Coun. Kathy Sinclair said she would feel differently about the motion if it were coming from addiction or mental health experts.

“In speaking with an addictions expert over the past week, research shows that sending people with addictions out of the community actually results in more overdose deaths when they return to the community than people who heal within community,” Sinclair said.

“As has already been said, we can't force people into treatment. And people with addictions and mental health issues, and people who are homeless, are a part of our community. I take direction on mental health and addiction from the experts in the field.”
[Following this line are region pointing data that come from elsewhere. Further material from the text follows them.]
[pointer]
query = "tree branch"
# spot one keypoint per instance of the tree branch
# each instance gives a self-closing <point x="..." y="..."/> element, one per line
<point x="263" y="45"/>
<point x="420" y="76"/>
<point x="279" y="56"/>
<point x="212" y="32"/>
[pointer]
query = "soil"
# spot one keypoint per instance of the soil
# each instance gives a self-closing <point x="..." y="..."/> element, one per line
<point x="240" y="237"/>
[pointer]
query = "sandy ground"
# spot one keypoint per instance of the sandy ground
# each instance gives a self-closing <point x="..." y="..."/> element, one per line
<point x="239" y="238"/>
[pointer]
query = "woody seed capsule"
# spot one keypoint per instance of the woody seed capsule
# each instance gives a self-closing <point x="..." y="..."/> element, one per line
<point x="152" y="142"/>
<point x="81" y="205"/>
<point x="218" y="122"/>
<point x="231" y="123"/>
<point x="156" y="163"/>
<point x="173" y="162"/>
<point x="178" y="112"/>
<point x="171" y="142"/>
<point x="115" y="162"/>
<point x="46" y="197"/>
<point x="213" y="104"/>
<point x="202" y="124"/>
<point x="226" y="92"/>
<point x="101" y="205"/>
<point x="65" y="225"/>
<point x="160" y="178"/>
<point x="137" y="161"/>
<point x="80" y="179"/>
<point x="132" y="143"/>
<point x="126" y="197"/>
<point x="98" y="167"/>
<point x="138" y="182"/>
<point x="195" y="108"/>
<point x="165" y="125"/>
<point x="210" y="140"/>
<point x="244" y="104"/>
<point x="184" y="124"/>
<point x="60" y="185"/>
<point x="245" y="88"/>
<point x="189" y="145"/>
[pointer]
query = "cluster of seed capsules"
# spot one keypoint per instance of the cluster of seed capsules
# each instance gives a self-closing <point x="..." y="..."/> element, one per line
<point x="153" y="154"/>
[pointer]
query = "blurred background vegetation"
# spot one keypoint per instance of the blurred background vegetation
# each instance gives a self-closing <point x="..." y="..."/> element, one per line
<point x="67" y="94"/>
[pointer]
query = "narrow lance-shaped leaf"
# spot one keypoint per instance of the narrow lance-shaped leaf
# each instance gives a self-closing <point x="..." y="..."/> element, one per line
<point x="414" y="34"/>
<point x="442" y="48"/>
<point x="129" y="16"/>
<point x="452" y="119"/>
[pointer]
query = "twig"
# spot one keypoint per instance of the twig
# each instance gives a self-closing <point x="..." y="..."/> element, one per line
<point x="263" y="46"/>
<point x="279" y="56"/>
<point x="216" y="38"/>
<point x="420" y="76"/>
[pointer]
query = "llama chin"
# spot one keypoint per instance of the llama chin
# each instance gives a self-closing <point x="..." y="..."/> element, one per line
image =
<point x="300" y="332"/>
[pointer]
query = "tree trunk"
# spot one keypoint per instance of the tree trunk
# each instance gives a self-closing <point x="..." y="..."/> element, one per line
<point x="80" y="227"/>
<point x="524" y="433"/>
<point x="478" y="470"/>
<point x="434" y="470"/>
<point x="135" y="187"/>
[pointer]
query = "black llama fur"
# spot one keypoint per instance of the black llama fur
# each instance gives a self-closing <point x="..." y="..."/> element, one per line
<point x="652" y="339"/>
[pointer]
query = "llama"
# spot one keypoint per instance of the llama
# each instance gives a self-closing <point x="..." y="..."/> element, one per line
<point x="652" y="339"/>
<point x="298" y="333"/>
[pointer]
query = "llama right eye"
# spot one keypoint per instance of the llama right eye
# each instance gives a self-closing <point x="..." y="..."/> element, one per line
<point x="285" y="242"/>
Some councillors took issue with the wording used in the motion, particularly the whereas clauses that precede the directives themselves.

Coun. Dale Bass said she disagreed with how the motion seemed to indicate people should be required to use treatment centres. Bass was the centre of some controversy last week when she compared the proposal to a "concentration camp" in an interview on Radio NL.

Coun. Sadie Hunter said she couldn't support the motion, saying the wording was inappropriate and dehumanizing.

"The motion itself is an example of this narrative, this toxic narrative and the narrative that I see on social media and the narrative that I hear in community. And the language throughout this is dehumanizing and generalizes a really complex issue," Hunter said.

"It, quite frankly, shows a blatant ignorance around mental illness and substance use. And I can't in good conscience support any of it. It perpetuates stigma, and it's not a constructive approach."

Byron McCorkell, the city’s director of community and protective services, said the city needs to continue to lobby for a sobering centre, a detox expansion for beds at the Phoenix, more housing for stabilized care, a mental health court and a drug court — facilities that have already been requested.

“As you’ve heard from [RCMP Supt. Syd Lecky] and others at the podium, currently the system is not putting people in jail for valid reasons, who are suffering from a myriad of issues, but there’s no catch on the other side for them so they come back to the street,” McCorkell said.

“They have to find their way through a very complex system and they are successful, and they are unsuccessful. And with the social agencies we work with are challenged daily with how do we try and keep people moving forward into success.”

Walsh’s motion was severed and voted on in sections.

The first part of his motion was defeated five votes to four, with Walsh, Sarai, O’Reilly and Coun. Arjun Singh voting in favour. Sinclair, Hunter, Bass, Coun. Dieter Dudy and Mayor Ken Christian were opposed.

The second part of his motion was defeated eight votes to one, with only Walsh voting in favour.